DG: “I think you actually do that don’t you? I think that’s right; I think it is good to focus on the film and forget about the egos. I’m up for discussions about films and how to make them better and all the rest of it is nonsense and all the worries about who should speak to who and who is where is the pecking order is just rubbish. I’m totally up for talking to anyone about programmes.”
SB: Do you have a particular style of documentary you like or particular filmmakers?

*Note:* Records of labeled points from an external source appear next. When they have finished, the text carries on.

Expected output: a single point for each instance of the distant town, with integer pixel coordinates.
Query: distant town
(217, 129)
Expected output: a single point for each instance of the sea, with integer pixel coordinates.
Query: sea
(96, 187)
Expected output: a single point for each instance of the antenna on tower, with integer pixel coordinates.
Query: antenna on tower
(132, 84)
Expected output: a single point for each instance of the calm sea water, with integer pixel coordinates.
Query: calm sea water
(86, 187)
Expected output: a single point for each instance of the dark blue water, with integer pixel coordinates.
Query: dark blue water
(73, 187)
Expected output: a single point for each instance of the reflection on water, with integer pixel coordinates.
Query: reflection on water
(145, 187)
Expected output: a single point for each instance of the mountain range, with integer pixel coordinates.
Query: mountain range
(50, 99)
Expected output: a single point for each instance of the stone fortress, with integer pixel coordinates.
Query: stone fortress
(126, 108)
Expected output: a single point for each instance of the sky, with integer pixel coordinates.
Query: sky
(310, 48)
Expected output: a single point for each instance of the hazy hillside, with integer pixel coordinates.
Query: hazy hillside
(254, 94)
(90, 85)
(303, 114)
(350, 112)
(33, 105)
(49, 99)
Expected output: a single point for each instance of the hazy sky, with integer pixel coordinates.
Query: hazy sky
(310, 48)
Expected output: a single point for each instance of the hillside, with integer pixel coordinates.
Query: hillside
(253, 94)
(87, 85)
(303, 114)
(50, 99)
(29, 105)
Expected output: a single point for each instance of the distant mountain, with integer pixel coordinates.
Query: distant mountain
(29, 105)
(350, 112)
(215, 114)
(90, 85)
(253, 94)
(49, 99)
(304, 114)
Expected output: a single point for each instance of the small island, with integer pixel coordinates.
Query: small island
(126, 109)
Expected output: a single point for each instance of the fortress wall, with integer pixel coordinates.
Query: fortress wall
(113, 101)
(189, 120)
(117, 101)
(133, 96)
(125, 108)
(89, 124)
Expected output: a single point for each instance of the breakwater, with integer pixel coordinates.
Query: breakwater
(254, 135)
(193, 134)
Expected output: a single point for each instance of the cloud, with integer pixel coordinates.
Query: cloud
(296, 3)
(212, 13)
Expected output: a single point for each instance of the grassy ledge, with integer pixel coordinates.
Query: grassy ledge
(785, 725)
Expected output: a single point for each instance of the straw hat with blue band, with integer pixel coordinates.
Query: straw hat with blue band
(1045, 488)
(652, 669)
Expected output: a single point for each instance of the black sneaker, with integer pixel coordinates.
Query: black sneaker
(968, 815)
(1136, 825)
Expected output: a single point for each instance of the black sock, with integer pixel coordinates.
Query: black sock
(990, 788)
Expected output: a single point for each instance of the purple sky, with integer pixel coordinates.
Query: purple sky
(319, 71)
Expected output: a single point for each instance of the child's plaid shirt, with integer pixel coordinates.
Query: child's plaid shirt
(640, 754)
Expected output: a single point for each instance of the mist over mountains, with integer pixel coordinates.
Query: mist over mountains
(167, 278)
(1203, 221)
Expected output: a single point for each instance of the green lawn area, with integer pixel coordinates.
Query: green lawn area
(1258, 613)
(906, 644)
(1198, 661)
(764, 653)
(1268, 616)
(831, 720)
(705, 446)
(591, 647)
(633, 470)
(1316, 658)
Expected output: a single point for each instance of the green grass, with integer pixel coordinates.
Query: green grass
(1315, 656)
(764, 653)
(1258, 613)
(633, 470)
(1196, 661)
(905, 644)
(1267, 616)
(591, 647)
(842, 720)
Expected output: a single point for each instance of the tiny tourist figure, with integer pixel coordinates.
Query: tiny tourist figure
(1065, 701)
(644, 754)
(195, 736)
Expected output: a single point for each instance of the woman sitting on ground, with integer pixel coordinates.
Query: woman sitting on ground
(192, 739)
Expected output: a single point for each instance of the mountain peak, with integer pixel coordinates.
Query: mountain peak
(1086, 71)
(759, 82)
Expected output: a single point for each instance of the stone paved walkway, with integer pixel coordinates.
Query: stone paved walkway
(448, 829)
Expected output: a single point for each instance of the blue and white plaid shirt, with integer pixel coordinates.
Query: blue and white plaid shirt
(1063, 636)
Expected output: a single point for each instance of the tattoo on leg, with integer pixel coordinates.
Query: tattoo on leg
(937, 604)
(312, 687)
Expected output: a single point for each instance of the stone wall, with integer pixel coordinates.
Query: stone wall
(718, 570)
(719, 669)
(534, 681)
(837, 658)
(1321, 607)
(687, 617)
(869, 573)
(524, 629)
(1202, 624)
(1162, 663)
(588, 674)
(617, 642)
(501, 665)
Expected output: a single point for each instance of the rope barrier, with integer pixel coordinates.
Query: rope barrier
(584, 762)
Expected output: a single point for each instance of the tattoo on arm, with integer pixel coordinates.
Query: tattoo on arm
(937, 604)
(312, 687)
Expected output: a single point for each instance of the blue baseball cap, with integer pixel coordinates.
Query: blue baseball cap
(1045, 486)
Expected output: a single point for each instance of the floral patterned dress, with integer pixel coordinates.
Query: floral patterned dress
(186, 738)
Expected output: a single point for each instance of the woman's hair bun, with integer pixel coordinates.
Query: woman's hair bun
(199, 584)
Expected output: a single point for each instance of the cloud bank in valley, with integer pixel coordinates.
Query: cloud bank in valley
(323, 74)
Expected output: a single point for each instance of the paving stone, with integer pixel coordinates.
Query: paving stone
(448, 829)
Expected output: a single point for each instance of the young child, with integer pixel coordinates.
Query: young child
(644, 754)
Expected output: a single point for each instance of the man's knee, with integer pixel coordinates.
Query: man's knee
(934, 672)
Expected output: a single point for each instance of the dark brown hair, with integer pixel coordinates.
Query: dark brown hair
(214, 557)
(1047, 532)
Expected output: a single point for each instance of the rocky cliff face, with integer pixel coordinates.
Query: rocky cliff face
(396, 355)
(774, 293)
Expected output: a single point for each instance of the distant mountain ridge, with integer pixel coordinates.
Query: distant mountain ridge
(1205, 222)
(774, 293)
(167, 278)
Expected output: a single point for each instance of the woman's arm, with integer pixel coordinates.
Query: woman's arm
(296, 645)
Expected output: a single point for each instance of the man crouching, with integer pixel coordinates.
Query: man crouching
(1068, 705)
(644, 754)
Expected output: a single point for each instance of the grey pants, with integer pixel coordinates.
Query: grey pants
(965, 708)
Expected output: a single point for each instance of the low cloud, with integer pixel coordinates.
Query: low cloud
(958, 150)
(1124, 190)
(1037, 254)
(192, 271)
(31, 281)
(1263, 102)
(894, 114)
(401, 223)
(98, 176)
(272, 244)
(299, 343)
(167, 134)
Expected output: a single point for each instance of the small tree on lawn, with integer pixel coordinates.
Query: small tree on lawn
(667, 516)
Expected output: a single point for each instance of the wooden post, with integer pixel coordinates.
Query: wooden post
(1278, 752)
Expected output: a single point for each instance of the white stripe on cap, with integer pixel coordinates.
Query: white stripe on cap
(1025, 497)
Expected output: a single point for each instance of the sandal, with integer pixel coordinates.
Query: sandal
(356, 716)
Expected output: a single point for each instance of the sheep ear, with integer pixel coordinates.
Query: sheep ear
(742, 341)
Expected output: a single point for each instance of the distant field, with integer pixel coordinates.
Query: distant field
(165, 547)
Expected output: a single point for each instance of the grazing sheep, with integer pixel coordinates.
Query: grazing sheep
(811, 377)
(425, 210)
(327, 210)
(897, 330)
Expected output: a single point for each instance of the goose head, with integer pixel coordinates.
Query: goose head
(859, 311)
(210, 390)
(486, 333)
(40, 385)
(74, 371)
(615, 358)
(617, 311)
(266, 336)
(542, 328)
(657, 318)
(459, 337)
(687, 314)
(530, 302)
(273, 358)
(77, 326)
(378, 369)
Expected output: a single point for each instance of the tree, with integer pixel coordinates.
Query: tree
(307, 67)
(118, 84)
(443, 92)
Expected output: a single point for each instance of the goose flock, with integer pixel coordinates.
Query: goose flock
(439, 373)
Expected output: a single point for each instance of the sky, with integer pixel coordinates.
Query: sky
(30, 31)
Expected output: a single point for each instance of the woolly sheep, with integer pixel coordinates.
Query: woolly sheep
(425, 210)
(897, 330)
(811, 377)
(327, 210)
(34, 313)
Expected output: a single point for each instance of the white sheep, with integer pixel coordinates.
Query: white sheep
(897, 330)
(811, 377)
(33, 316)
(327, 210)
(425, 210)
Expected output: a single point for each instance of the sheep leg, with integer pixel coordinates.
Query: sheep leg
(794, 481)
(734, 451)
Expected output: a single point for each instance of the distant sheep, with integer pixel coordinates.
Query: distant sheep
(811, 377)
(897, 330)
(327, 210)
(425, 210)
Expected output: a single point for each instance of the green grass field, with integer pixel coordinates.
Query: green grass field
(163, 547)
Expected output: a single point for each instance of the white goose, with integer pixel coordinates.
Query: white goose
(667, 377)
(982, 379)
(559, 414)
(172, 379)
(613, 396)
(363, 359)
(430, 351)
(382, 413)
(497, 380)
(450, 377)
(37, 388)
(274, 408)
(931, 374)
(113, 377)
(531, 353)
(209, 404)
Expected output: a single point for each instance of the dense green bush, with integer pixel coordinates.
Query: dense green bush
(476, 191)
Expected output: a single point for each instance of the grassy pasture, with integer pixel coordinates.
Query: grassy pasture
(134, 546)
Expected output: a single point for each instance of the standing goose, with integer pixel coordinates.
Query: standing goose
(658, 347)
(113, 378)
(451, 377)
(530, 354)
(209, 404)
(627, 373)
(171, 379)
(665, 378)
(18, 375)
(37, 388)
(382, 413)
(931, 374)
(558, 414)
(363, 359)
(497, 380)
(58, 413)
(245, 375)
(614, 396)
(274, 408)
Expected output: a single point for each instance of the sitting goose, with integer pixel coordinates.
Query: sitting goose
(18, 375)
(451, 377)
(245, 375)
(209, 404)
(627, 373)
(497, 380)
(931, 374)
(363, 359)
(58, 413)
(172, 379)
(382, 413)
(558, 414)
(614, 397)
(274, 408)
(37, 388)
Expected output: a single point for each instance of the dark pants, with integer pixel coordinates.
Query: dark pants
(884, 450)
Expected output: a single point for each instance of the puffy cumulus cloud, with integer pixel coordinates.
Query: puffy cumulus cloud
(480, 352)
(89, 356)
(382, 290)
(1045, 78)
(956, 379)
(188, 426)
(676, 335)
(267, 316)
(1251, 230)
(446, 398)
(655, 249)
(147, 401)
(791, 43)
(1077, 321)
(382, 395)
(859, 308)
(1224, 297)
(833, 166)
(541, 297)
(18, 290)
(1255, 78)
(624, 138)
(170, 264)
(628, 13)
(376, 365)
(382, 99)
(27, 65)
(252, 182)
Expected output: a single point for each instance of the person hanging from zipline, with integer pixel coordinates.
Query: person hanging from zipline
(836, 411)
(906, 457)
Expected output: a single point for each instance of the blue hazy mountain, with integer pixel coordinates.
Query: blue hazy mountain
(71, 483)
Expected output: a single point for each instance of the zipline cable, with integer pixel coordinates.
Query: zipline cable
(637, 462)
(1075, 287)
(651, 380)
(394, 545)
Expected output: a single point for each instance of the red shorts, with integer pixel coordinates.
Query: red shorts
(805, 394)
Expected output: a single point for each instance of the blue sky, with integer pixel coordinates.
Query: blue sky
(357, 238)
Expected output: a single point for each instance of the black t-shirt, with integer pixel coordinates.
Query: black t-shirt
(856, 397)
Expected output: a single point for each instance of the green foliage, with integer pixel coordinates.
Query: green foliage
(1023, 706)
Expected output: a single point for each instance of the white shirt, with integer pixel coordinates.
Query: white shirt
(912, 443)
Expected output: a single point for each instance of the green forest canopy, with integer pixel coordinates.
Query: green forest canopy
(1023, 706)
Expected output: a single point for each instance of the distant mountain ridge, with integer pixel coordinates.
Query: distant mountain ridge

DG: “Loads, I’m interested in so many different kinds of filmmakers. One would be Verner Herzog. When I was a producer, I cut my films with Verner Herzog’s editor, a guy called Joe Bini, who I think is one of the great editors around. I was interested in the way Verner Herzog cut his documentaries. I think he plays interesting games with documentary and the nature of documentary. For example, he cheats things in an interesting way. He says he’s not interested in ‘truth’ for its own sake. He snootily calls it ‘the truth of the accountant’. What he’s after is an ‘ecstatic truth’, which means he’s free to make stuff up and lie as long as he’s getting at the heart of what something is really about. For example, in the film, Wings of Hope, it’s about a woman who survives a plane crash over the Peruvian jungle and the film begins with the lines ‘Juliane Koepcke looks like a normal woman, but at night she dreams she is walking down a shopping street’ and at this moment we see she’s walking down a shopping street ‘And everything seems normal, but all the mannequins have broken heads.’ And the camera pans up and we see the mannequins the director’s put in the shop window with smashed heads. It’s just a very arresting, interesting way of playing with what documentary is.